What do you do to fix that?  You train him what to say, what not to say, how to say it, you teach him about assertiveness and asking the right questions.  You teach him how to greet, how to qualify.  In other words you teach him some of the basic skills that we teach in Professional Inviter.  Then you put him back on the phone.  And wow! It’s like a new person.  Now he’s getting people signed up for the business and for the products.

But, what if you had trained him before he made his first call?  Then there’s a very good chance you would have fixed a few minor errors here and there as he got up to speed, but he would not have failed with 50 prospects. Right?


Understanding a subject well enough to practice its application to a point of complete certainty, trumps the false idea that one needs to lose in order to win.

During the training, yes, of course, there will be mistakes made; there will be setbacks, but that is part of the training experience. It is not failure, itself. Such things are expected in training.

The trained Rep who knows his stuff and how to apply what he knows, has only to walk the walk… and keep walking all the way to the accomplishment of his or her goals. And he keeps getting better.

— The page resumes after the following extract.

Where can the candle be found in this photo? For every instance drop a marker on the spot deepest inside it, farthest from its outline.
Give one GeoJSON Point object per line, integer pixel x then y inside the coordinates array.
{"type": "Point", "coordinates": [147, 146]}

Training.  Make an objective assessment of what you were weak on or what contributed to you experiencing failure.  But don’t let it turn into a pity party or the reasons you shouldn’t try again.  This is what I mean when I say objective assessment.  Just list out the areas you know you had trouble with and then you know where to get started on your training.

Get trained in those areas to start and then build from there.  Keep in mind that all great businesses have continuing education programs.

You have to first get trained.  Then you have to keep learning.  If you have failed, that doesn’t mean you have to keep failing in order to win.  It just means you have to get started on training and then keep getting more training.